# PRE - PROCESSING TUTORIAL (beginner friendly) 
based on the courses of CodeCademy

### This tutorial will help to becomme familiar with NLP by explaining what are the principals things. I added many comments, explanations and examples to make things easier for your understanding. 

Pre-processing is:
- Cleaning and preparing text data for use in a specific context (ultimate goal is to reduce the text to only the words that you need for your NLP goals)
- Removing noise from data.


While this list is not exhaustive, we will cover a few common approaches for cleaning and processing text data.   

They include:

    . Using Regex & NLTK libraries
    . Removing unnecessary characters and formatting
    . Tokenization – break multi-word strings into smaller components
    . Normalization – a catch-all term for processing data; this includes stemming
      and lemmatization


### MENU:

1) Noise Removal

2) Tokenization

3) Normalization

4) Stemming

5) Lemmatization
* lemmatization 5.1
* lemmatization 5.2
      
6) Review


# 1) Noise Removal  
[More details abour Regular Expressions (re)](https://github.com/santinon/big_data/blob/master/Natural_Langage_Processing/Regular%20Expressions%20(RE)%2C%20regex%20or%20regexp.ipynb)

.sub() method in Python’s regular expression (re) library for most of your noise removal needs


The .sub() method has three required arguments:
- *pattern*:  a regular expression that is searched for in the input string.
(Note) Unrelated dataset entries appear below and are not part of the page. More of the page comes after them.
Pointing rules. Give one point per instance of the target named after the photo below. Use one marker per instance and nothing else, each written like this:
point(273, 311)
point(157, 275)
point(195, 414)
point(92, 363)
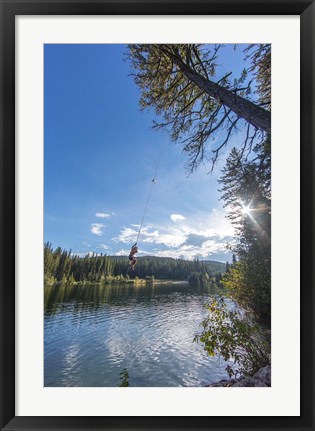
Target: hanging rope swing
point(134, 248)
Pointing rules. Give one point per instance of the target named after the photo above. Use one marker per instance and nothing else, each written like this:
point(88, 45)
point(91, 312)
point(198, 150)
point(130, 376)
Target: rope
point(149, 195)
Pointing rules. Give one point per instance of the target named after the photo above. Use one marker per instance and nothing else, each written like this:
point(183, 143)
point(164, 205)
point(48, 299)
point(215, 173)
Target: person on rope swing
point(132, 257)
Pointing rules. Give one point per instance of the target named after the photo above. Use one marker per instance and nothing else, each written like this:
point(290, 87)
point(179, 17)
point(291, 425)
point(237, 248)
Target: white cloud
point(102, 215)
point(177, 217)
point(103, 247)
point(96, 228)
point(201, 235)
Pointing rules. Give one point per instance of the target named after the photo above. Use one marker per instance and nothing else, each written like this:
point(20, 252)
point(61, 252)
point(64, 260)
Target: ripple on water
point(148, 333)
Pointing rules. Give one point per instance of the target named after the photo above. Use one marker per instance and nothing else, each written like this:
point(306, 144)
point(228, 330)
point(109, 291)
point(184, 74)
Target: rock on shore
point(261, 379)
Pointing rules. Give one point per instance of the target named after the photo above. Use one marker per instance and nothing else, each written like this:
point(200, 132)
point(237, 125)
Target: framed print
point(157, 215)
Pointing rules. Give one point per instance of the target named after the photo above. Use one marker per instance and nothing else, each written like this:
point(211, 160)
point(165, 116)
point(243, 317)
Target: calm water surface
point(106, 335)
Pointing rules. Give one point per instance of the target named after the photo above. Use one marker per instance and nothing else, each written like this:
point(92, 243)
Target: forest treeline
point(62, 266)
point(202, 106)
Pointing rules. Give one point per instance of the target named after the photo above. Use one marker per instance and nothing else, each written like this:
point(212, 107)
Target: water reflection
point(126, 335)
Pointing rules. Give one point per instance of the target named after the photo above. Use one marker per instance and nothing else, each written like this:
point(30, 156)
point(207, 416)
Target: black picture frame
point(9, 10)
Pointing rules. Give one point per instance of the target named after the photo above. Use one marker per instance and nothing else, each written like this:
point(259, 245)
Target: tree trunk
point(253, 114)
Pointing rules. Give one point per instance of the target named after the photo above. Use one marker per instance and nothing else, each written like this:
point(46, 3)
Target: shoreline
point(141, 281)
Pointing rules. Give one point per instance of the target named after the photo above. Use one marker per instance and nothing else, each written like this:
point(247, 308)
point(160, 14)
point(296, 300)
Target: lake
point(119, 335)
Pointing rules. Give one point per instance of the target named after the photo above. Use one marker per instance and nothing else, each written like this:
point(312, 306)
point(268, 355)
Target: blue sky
point(100, 157)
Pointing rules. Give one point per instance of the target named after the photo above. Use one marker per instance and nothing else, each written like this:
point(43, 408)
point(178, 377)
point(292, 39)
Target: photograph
point(157, 215)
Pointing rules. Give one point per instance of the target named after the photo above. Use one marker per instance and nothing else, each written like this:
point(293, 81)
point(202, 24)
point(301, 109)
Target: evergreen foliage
point(199, 108)
point(246, 192)
point(63, 267)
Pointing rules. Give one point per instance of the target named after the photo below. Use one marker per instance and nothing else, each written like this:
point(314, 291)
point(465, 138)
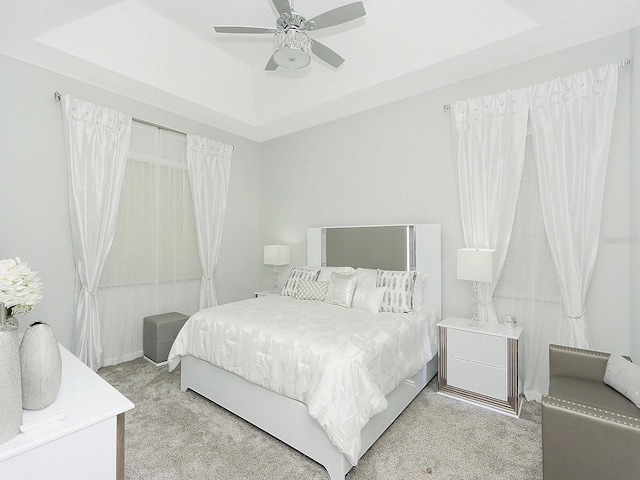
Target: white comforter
point(340, 362)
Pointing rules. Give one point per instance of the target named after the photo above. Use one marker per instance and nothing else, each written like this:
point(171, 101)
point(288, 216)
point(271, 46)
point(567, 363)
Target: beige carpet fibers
point(180, 435)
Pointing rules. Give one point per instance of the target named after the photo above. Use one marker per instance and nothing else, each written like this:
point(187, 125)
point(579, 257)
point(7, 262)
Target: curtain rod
point(58, 97)
point(626, 63)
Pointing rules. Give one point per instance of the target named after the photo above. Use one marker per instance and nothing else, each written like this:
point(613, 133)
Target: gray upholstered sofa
point(589, 430)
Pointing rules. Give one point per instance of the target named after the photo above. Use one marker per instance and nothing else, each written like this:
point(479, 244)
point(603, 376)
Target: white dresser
point(87, 444)
point(479, 364)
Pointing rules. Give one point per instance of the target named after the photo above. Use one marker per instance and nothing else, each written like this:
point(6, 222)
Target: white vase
point(10, 391)
point(40, 365)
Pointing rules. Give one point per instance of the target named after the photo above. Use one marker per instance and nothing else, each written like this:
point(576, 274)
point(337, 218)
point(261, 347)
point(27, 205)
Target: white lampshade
point(276, 255)
point(475, 264)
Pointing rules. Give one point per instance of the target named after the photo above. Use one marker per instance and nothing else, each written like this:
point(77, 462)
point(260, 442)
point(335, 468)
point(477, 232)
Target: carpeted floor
point(173, 435)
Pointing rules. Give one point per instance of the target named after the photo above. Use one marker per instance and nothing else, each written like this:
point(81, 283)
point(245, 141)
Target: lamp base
point(275, 278)
point(475, 319)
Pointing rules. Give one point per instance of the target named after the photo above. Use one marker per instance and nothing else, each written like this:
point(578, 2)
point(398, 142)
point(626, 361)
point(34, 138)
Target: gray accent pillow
point(297, 274)
point(398, 296)
point(341, 288)
point(311, 290)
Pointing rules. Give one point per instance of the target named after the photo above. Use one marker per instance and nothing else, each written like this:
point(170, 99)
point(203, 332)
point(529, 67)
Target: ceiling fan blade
point(242, 29)
point(283, 6)
point(325, 54)
point(339, 15)
point(271, 65)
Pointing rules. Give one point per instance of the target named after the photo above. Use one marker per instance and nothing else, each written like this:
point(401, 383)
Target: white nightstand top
point(263, 293)
point(85, 397)
point(498, 329)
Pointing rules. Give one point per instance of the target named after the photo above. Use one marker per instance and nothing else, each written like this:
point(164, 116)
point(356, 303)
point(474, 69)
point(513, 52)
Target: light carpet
point(174, 435)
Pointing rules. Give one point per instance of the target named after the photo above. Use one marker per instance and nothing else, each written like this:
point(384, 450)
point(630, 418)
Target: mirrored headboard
point(387, 247)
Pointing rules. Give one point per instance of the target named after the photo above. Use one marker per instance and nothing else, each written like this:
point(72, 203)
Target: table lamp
point(475, 265)
point(276, 255)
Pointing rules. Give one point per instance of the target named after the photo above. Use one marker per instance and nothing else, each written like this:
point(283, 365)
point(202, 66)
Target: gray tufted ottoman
point(159, 333)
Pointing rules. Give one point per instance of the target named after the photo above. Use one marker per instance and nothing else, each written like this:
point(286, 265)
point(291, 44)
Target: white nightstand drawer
point(478, 378)
point(479, 348)
point(479, 364)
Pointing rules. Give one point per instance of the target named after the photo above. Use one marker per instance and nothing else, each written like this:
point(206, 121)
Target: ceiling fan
point(292, 47)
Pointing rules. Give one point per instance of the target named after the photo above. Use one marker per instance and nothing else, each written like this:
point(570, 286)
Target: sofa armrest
point(583, 442)
point(577, 363)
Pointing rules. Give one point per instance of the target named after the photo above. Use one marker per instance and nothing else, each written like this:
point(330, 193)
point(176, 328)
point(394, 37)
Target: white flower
point(20, 288)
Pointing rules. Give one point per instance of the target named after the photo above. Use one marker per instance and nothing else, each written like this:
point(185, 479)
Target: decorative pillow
point(624, 376)
point(341, 288)
point(368, 298)
point(399, 290)
point(311, 290)
point(367, 277)
point(297, 274)
point(325, 272)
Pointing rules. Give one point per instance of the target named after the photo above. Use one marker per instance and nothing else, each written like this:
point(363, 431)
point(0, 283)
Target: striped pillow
point(295, 276)
point(310, 290)
point(398, 295)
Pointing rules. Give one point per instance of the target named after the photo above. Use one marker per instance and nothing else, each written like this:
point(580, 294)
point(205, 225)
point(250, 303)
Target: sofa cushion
point(595, 394)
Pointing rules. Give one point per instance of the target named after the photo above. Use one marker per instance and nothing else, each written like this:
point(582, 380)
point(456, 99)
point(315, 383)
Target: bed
point(333, 400)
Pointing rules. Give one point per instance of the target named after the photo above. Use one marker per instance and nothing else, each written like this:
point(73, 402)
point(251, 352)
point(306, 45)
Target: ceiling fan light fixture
point(292, 48)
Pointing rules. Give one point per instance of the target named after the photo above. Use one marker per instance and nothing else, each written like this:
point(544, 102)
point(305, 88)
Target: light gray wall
point(634, 237)
point(33, 196)
point(394, 164)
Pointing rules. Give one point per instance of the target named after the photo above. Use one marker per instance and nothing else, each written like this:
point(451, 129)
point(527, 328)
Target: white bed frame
point(288, 419)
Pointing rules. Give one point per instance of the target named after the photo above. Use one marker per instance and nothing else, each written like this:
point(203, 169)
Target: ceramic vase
point(40, 365)
point(10, 390)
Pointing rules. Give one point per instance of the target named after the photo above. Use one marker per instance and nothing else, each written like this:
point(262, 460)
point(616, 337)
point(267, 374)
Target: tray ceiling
point(166, 53)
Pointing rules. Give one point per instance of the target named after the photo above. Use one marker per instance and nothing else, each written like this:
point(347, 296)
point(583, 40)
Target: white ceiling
point(165, 52)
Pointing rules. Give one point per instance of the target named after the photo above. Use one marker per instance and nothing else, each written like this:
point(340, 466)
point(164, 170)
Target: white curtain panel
point(489, 136)
point(97, 141)
point(571, 121)
point(153, 266)
point(528, 288)
point(209, 164)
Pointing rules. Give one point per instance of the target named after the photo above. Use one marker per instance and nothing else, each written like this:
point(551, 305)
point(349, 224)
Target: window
point(528, 272)
point(153, 266)
point(155, 239)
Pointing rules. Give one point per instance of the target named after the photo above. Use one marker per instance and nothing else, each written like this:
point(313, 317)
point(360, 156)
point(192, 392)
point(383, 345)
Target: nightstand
point(479, 364)
point(264, 293)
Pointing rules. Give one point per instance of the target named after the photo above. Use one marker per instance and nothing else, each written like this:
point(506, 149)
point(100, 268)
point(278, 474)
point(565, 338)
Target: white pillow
point(399, 290)
point(311, 290)
point(325, 272)
point(295, 276)
point(341, 288)
point(624, 376)
point(368, 298)
point(367, 277)
point(419, 290)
There must be an *r* preceding the string to indicate it is a raw string, which treats backslashes as literal characters.
- *replacement_text* : text that replaces all matches in the input string
- *input* : the input string that will be edited by the *.sub()* method


In [9]:
import re 

text = "<p>    This is a paragraph</p>"
# removes the HTML p signs (replaces the tags with an empty string '')
result = re.sub(r'<.?p>', '', text)  # ".?p" = whatever there is , if there is something (?), before the p

print(result) # see the spaces in-front

    This is a paragraph


In [10]:
import re 

text = "    This is a paragraph" # The whitespace consists of four spaces.
# removes the spaces (replaces each by an empty string '')
result = re.sub(r'\s{4}', '', text)

print(result) 

This is a paragraph


In [11]:
import re

headline_one = '<h1>Nation\'s Top Pseudoscientists Harness High-Energy Quartz Crystal Capable Of Reversing Effects Of Being Gemini</h1>'

tweet = '@fat_meats, veggies are better than you think.'

headline_no_tag = re.sub(r'<.?h1>', '', headline_one) # ".?h1" = whatever (.)there is , if there is something (?), before the h1
tweet_no_at = re.sub(r'@', '', tweet)

print(headline_no_tag, "\n") # "\n" = empty-line
print(tweet)

Nation's Top Pseudoscientists Harness High-Energy Quartz Crystal Capable Of Reversing Effects Of Being Gemini 

@fat_meats, veggies are better than you think.


# 2) Tokenization

The method for breaking text into smaller components is called tokenization and the individual components are called tokens   
= separates text words-by-words (tokens)

A few common operations that require tokenization include:

    - Finding how many words or sentences appear in text
    - Determining how many times a specific word or phrase exists
    - Accounting for which terms are likely to co-occur


In [38]:
# words-tokenization

from nltk.tokenize import word_tokenize

text = "Tokenize this text"
tokenized = word_tokenize(text)

print(tokenized)
print(type(tokenized))

['Tokenize', 'this', 'text']
<class 'list'>


In [22]:
# sentences-tokenization

from nltk.tokenize import sent_tokenize

text = "Tokenize this sentence. Also, tokenize this sentence."
tokenized = sent_tokenize(text)

print(tokenized)

['Tokenize this sentence.', 'Also, tokenize this sentence.']


In [19]:
# both tokenization occur here part below

from nltk.tokenize import word_tokenize
from nltk.tokenize import sent_tokenize

ecg_text = 'An electrocardiogram is used to record the electrical conduction through a person\'s heart. \
            The readings can be used to diagnose cardiac arrhythmias.'

tokenized_by_word = word_tokenize(ecg_text)
tokenized_by_sentence = sent_tokenize(ecg_text)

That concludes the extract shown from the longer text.